I've had a tough week. Lil is teething like a mutha fucka again, I'm running on empty and my eyebags are bigger than the Mulberry bag I am currently lusting after.
The scales are telling me I've put on half a stone (don't even go there with the whole cookies thing, okay?), my periods are all over the place (I'm on my 76th this year, alright maybe that's a slight exaggeration), I'm an emotional wreck, Lil won't sit still and I need some fucking time to myself. Do you know what year it was when I last read a whole magazine, cover to cover????? (yes it was last year but do you know what month it was? Before April)
First world problems maybe, but they're my problems.
People are stressing me the fu... I need to stop swearing. People are stressing me out. Family people, Twitter people, Facebook people, people I don't even know. I'm reading 'Buddhism for Mothers' again to find some calm because let's face it, I clearly didn't take it in the first time round.

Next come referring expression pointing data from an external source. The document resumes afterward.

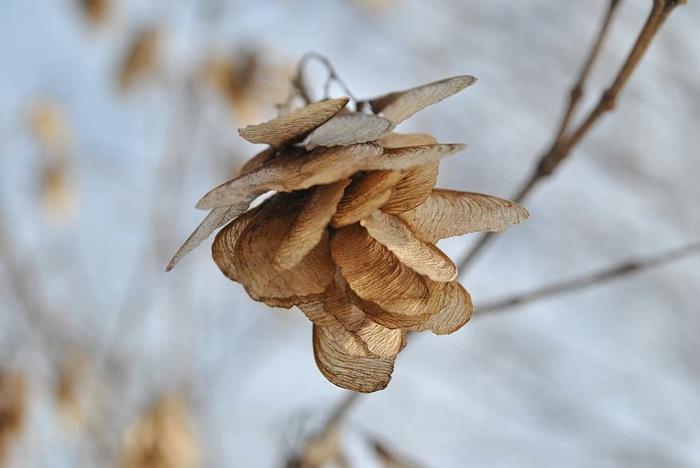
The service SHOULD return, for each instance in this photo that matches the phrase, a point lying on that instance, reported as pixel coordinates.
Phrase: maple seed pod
(349, 236)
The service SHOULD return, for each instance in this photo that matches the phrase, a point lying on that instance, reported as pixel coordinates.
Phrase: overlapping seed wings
(247, 254)
(349, 128)
(447, 213)
(350, 350)
(350, 235)
(366, 193)
(294, 126)
(375, 275)
(422, 257)
(310, 224)
(289, 172)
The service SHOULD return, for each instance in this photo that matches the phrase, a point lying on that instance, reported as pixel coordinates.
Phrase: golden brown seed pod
(350, 235)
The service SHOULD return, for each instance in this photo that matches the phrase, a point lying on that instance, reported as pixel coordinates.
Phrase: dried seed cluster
(349, 237)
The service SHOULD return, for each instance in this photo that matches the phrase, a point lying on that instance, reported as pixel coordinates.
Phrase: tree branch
(563, 144)
(620, 270)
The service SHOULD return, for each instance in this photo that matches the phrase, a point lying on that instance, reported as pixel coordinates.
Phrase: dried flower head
(350, 235)
(162, 437)
(141, 60)
(51, 129)
(13, 397)
(245, 82)
(96, 11)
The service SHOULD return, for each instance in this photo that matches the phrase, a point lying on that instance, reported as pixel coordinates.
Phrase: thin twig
(299, 83)
(625, 268)
(564, 143)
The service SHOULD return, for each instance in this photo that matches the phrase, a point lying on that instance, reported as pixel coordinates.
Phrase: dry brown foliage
(162, 437)
(350, 235)
(141, 60)
(13, 398)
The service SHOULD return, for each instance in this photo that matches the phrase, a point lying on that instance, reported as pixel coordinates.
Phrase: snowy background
(606, 377)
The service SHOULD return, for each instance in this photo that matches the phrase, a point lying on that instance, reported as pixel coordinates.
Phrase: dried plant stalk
(565, 141)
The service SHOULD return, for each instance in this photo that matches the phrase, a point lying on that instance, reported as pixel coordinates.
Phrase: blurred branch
(620, 270)
(566, 141)
(625, 268)
(21, 280)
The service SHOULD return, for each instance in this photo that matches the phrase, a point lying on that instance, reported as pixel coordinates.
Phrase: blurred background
(116, 116)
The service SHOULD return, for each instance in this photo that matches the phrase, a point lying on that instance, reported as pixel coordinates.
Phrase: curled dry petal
(334, 310)
(447, 213)
(291, 171)
(456, 309)
(421, 257)
(213, 221)
(413, 188)
(377, 276)
(400, 105)
(257, 161)
(310, 224)
(399, 140)
(412, 156)
(358, 373)
(366, 193)
(347, 129)
(288, 172)
(250, 262)
(295, 125)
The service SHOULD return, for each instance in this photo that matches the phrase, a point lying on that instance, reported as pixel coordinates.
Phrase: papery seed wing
(411, 156)
(294, 126)
(447, 213)
(401, 105)
(376, 275)
(400, 140)
(310, 223)
(357, 373)
(413, 188)
(214, 220)
(420, 256)
(291, 171)
(366, 193)
(456, 310)
(254, 250)
(347, 129)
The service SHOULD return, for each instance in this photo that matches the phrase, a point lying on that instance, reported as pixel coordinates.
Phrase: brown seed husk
(413, 188)
(455, 310)
(422, 257)
(257, 161)
(291, 171)
(349, 128)
(357, 373)
(310, 223)
(288, 172)
(376, 275)
(213, 221)
(447, 213)
(254, 251)
(366, 193)
(401, 105)
(294, 126)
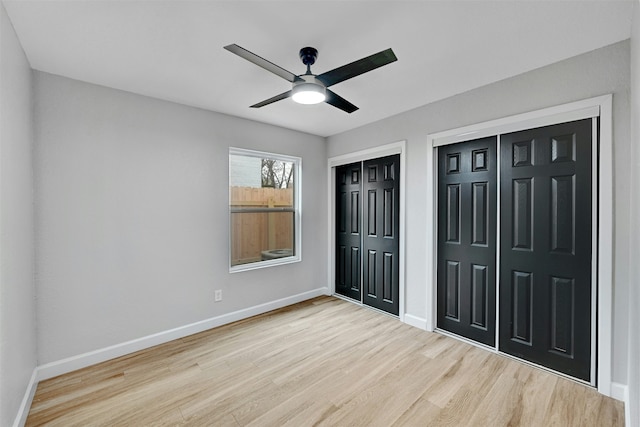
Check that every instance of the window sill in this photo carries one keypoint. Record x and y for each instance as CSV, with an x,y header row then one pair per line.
x,y
264,264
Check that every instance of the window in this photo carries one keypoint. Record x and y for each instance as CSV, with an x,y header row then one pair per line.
x,y
264,209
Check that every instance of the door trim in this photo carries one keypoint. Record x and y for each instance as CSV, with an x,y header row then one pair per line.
x,y
358,156
603,204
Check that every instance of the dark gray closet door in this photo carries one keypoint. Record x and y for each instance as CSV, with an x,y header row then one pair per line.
x,y
467,202
546,253
381,226
348,224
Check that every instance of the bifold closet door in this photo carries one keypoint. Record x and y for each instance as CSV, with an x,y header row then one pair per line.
x,y
348,224
546,246
467,201
381,224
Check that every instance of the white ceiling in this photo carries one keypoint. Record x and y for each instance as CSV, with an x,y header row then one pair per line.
x,y
173,50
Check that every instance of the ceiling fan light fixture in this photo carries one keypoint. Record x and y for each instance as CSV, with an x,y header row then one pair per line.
x,y
309,93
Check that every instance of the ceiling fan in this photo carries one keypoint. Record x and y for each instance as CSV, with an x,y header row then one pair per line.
x,y
310,88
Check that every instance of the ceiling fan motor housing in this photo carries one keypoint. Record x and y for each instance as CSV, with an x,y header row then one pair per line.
x,y
308,55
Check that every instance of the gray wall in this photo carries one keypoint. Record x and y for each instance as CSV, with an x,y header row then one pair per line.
x,y
132,216
17,292
634,291
596,73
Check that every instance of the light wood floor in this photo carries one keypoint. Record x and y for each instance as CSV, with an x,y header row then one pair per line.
x,y
322,362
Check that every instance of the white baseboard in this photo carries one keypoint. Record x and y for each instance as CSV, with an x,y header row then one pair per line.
x,y
415,321
619,392
23,412
74,363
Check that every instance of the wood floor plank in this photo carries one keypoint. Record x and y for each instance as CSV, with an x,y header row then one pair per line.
x,y
321,362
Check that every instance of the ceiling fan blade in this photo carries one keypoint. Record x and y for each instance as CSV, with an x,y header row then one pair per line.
x,y
261,62
339,102
356,68
272,99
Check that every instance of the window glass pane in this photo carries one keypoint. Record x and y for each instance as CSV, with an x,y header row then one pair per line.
x,y
262,206
261,236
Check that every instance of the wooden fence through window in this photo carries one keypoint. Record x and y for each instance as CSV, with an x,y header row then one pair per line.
x,y
253,233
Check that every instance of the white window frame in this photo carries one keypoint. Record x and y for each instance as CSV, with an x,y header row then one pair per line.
x,y
297,213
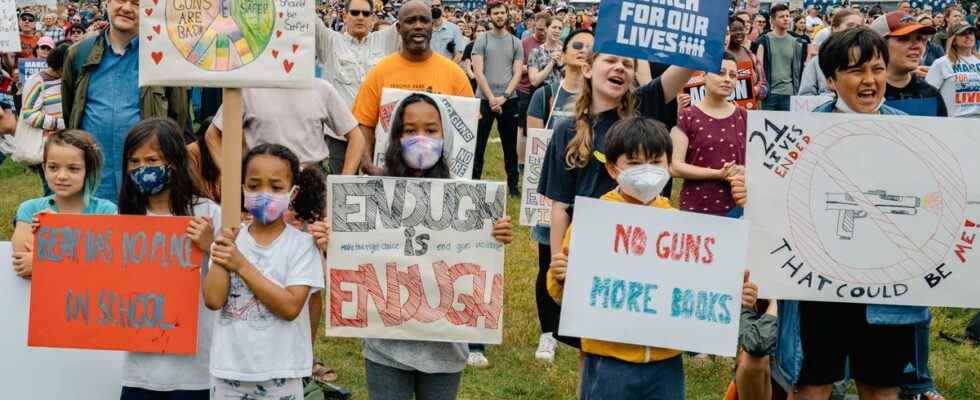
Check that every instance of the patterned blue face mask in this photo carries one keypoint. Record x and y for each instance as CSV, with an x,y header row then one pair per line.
x,y
150,179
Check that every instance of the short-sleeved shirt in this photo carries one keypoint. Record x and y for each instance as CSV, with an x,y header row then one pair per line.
x,y
530,43
95,205
959,84
539,59
499,54
554,109
167,372
295,118
916,98
711,143
782,61
437,74
250,342
562,184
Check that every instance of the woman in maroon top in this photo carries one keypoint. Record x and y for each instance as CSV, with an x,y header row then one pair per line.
x,y
709,144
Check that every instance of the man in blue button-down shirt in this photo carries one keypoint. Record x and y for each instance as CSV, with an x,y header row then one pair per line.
x,y
100,91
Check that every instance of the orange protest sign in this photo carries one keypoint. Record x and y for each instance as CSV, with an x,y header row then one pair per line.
x,y
115,283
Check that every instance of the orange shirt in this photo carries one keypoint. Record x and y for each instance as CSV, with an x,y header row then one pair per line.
x,y
438,75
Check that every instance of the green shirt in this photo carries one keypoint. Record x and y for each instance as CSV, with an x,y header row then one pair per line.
x,y
782,64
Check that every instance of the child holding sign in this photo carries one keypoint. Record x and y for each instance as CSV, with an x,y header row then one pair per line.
x,y
261,280
399,369
72,163
638,151
156,181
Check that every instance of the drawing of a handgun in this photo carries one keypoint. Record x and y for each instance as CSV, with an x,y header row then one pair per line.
x,y
848,210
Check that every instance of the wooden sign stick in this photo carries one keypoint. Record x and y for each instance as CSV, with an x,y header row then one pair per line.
x,y
231,159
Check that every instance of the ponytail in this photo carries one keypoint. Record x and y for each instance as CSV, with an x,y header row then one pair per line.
x,y
311,196
579,149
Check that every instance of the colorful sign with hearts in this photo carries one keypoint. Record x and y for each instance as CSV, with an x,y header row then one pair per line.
x,y
227,43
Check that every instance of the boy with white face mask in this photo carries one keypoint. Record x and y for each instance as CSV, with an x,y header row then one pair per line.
x,y
637,154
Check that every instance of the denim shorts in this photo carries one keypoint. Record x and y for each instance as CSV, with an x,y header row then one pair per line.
x,y
611,378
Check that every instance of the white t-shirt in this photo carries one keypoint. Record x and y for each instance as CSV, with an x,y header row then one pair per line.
x,y
164,372
250,342
959,84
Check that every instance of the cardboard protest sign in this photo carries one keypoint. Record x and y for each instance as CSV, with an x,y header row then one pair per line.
x,y
414,259
28,370
9,27
28,67
535,208
688,33
460,116
743,93
227,43
807,103
115,283
654,277
864,208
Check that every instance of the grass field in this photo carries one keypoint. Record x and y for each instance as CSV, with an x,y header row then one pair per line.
x,y
514,373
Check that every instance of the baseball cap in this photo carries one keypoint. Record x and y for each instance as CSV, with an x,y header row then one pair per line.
x,y
899,23
46,41
961,28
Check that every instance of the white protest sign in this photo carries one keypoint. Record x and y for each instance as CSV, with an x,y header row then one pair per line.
x,y
535,208
47,373
9,27
460,116
654,277
414,259
807,103
864,208
227,43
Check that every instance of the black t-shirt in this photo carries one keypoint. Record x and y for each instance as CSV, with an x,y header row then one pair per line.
x,y
562,184
916,98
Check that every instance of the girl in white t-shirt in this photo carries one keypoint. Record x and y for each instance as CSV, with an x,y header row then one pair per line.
x,y
261,279
157,181
957,75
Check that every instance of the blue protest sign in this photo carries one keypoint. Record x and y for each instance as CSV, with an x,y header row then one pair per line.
x,y
687,33
30,66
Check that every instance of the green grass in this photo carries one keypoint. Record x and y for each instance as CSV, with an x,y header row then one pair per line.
x,y
514,373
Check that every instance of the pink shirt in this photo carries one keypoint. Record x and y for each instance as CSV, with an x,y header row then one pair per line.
x,y
711,143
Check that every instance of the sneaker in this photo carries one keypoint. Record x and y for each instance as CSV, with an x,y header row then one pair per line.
x,y
546,348
477,360
929,395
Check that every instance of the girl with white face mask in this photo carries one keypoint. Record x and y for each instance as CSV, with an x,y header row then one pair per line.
x,y
709,144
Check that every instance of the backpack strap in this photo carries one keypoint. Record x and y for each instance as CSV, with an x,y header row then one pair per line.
x,y
84,49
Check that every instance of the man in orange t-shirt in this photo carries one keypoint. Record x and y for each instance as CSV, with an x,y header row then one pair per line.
x,y
415,67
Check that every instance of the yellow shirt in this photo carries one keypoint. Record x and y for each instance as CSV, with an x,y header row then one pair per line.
x,y
437,74
626,352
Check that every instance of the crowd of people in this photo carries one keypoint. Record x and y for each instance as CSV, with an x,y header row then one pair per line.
x,y
622,129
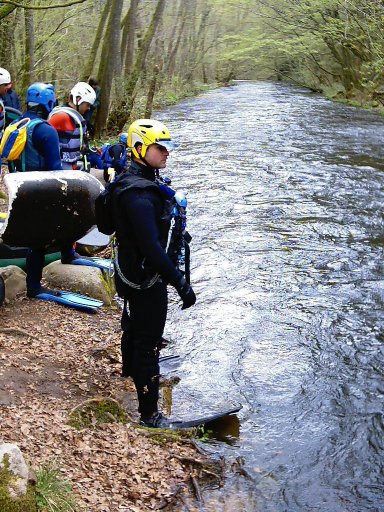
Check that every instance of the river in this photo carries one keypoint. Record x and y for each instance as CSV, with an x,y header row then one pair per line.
x,y
285,192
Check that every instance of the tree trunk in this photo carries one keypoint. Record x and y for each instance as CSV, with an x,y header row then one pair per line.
x,y
29,57
108,63
171,60
6,10
151,92
120,114
96,43
128,40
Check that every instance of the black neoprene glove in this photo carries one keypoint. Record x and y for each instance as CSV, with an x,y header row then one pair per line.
x,y
186,293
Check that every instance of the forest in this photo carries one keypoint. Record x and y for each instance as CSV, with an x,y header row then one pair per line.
x,y
149,53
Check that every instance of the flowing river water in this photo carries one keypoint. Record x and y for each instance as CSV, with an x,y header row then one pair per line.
x,y
285,193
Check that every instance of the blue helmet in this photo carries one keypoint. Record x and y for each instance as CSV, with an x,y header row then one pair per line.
x,y
41,94
123,138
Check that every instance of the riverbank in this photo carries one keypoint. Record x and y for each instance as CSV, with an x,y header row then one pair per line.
x,y
54,359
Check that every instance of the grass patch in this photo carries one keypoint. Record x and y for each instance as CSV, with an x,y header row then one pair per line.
x,y
53,494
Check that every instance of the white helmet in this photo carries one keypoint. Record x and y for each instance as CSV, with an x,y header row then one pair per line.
x,y
84,92
5,77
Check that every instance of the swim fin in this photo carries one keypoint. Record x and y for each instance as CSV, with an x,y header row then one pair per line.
x,y
195,422
101,263
73,300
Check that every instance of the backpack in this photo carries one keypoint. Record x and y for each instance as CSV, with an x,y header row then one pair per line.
x,y
103,211
15,138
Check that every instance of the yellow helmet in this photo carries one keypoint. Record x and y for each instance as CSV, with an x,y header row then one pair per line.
x,y
147,132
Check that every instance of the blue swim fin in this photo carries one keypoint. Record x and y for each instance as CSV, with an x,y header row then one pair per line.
x,y
73,300
101,263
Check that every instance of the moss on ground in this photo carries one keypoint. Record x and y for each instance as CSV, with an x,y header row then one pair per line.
x,y
26,503
96,411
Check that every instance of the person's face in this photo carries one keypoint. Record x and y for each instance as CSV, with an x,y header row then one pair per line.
x,y
84,107
4,88
156,156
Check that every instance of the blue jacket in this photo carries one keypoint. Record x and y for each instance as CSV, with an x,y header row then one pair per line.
x,y
42,149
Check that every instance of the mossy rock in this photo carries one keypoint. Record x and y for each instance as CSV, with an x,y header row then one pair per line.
x,y
25,503
96,411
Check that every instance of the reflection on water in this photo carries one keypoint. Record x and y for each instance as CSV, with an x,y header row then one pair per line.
x,y
285,197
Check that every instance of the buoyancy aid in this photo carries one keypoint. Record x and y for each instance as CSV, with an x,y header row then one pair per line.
x,y
71,142
30,159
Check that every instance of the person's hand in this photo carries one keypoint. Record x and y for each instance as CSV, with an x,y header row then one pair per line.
x,y
186,293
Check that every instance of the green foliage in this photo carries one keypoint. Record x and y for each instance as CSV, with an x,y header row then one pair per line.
x,y
54,494
9,504
96,411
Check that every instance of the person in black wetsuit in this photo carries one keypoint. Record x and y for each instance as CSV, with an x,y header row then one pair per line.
x,y
142,215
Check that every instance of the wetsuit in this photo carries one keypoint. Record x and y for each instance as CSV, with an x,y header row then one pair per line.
x,y
42,153
142,219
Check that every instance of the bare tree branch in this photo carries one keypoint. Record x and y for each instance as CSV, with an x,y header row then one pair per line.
x,y
40,7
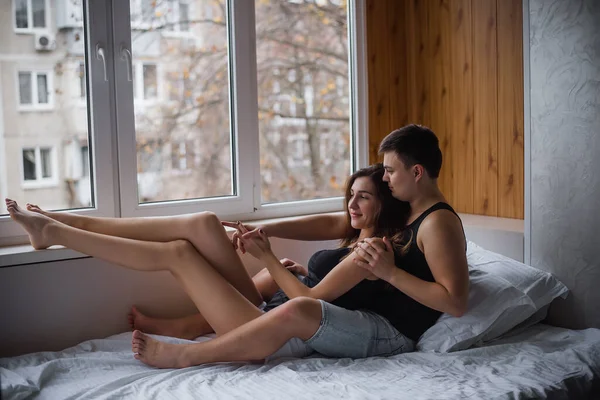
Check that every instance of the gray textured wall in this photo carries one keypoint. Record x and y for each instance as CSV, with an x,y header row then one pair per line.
x,y
565,152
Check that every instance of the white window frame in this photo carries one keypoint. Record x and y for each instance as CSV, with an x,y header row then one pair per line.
x,y
246,203
30,28
104,190
138,85
112,110
81,100
40,182
35,104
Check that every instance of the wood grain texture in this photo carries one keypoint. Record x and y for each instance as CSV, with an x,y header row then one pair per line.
x,y
378,73
457,67
397,50
510,109
485,112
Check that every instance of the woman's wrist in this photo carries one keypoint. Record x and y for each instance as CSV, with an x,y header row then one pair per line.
x,y
269,258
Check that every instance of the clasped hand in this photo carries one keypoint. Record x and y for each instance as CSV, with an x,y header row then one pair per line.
x,y
376,255
253,241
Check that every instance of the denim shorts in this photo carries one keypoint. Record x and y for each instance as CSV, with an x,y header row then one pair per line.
x,y
348,333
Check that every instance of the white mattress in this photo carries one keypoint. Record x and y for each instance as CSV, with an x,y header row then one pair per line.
x,y
539,362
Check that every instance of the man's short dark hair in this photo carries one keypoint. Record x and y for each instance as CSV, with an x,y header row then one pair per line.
x,y
415,144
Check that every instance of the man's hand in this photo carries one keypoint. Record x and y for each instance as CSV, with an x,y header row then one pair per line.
x,y
294,267
257,244
377,256
240,229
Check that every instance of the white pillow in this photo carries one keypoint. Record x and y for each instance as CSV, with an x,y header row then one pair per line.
x,y
503,294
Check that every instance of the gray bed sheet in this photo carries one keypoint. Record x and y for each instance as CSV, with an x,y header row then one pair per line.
x,y
539,362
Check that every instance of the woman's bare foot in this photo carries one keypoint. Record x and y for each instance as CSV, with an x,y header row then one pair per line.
x,y
158,354
35,224
176,327
59,216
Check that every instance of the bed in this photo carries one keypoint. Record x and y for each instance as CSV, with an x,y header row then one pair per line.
x,y
497,350
539,362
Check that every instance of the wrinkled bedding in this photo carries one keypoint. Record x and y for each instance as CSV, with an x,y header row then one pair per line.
x,y
539,362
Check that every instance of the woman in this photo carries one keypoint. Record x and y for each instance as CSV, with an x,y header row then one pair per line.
x,y
223,291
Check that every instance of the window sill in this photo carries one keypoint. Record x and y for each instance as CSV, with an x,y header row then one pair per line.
x,y
11,256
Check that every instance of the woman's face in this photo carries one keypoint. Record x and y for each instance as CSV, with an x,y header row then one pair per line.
x,y
363,204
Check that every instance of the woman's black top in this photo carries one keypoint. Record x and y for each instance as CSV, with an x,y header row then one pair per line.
x,y
407,315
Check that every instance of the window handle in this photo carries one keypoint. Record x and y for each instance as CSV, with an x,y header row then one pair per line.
x,y
126,56
100,56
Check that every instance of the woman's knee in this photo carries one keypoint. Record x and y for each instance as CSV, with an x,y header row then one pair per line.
x,y
204,223
301,314
179,251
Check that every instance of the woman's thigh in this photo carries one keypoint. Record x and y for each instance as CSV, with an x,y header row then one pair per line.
x,y
356,334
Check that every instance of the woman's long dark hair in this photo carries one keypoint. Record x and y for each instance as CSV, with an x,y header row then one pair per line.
x,y
392,216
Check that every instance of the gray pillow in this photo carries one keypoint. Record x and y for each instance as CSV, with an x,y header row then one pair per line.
x,y
503,293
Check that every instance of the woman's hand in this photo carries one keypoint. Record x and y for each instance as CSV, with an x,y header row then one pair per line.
x,y
294,267
376,256
256,243
240,229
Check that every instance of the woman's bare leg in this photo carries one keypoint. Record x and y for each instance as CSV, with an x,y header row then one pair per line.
x,y
223,307
255,340
192,326
203,230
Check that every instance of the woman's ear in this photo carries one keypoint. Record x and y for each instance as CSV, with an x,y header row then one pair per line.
x,y
418,171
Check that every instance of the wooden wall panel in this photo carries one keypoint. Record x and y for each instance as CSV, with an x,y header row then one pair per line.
x,y
441,88
379,73
455,66
397,51
485,114
461,118
510,109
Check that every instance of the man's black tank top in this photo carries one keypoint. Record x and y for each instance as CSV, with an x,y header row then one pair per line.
x,y
407,315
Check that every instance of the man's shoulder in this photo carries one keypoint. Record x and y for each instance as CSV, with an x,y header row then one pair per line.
x,y
441,220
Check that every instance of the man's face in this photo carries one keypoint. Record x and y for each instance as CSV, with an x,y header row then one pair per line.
x,y
399,178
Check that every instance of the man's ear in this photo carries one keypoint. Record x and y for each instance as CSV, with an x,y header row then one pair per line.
x,y
418,171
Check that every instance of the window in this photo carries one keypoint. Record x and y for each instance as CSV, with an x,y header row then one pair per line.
x,y
35,90
39,166
300,58
145,81
82,81
41,133
30,14
165,15
230,138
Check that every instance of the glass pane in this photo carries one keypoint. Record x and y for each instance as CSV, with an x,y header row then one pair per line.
x,y
43,161
45,155
25,87
303,99
183,139
20,13
82,81
29,165
38,8
42,81
150,83
184,11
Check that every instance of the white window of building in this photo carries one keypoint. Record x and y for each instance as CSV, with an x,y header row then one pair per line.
x,y
39,167
298,150
212,148
145,81
82,81
30,15
35,90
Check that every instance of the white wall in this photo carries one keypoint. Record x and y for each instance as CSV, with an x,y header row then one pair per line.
x,y
564,204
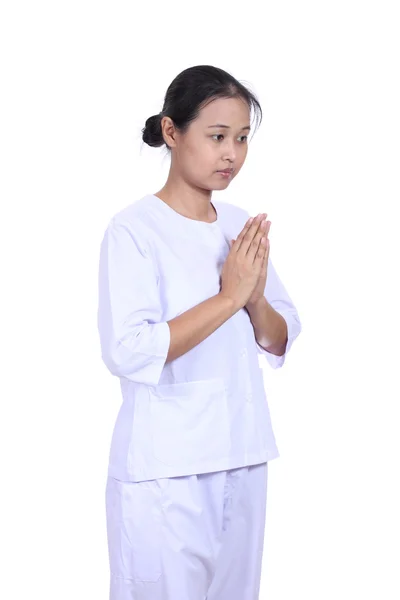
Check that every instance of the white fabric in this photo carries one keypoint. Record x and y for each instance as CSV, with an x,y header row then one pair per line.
x,y
198,537
206,410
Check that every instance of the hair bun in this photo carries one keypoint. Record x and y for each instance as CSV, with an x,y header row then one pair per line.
x,y
152,133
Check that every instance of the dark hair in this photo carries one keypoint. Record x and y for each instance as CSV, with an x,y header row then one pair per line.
x,y
188,93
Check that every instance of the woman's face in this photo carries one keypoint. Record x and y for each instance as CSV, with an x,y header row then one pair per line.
x,y
216,140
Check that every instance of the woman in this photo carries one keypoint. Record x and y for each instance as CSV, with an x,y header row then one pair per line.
x,y
188,299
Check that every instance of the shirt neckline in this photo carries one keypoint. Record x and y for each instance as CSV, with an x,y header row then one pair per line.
x,y
181,219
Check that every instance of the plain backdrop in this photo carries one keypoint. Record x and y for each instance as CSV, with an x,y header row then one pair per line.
x,y
78,81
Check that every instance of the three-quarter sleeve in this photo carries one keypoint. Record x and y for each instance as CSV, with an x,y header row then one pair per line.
x,y
133,338
279,299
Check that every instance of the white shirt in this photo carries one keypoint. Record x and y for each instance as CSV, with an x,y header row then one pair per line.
x,y
206,410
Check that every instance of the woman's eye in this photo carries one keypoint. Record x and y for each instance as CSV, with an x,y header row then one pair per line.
x,y
221,135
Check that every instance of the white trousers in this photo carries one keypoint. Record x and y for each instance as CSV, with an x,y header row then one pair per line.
x,y
196,537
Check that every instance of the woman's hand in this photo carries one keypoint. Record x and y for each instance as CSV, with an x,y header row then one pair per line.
x,y
258,291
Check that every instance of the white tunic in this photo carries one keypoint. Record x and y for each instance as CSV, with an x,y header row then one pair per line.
x,y
206,410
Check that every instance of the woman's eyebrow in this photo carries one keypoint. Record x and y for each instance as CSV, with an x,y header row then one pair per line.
x,y
227,126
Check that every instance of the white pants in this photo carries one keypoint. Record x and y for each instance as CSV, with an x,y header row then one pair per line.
x,y
196,537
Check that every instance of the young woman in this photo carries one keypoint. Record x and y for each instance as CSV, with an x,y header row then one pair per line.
x,y
188,300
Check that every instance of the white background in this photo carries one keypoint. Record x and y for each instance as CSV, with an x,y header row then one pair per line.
x,y
78,81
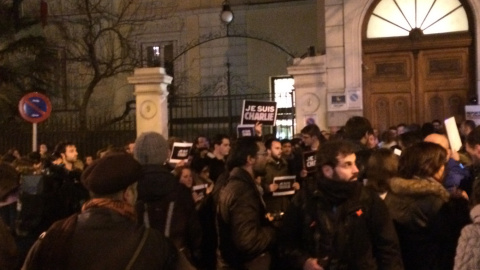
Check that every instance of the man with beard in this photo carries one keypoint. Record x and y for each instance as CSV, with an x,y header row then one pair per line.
x,y
245,235
216,159
276,166
65,193
340,224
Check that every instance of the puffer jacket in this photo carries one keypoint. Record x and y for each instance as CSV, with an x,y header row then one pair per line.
x,y
428,222
244,233
468,248
356,234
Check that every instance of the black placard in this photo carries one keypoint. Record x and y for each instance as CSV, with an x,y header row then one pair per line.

Maybe I just need to switch off, close down my Twitter and Facebook, ignore those who are raising my blood pressure and just be peaceful. Maybe the reason Lil is reacting so badly to teething this time round is because I'm in a bad place and she's picking up on it.
Well hello Einstein, of course that's fucking why! (argh, SWEARING)
So there we have it, a solution. From Monday, Twitter and Facebook will be switched off and only automatic updates from my blog will be posted. I will shut out those who make me mad and dedicate my week to making things as happy and painless for Lil as I possibly can (you can give a baby whisky, right?).
We'll see how it goes. I think Lil and I both need to find a happy place for the sake of my sanity.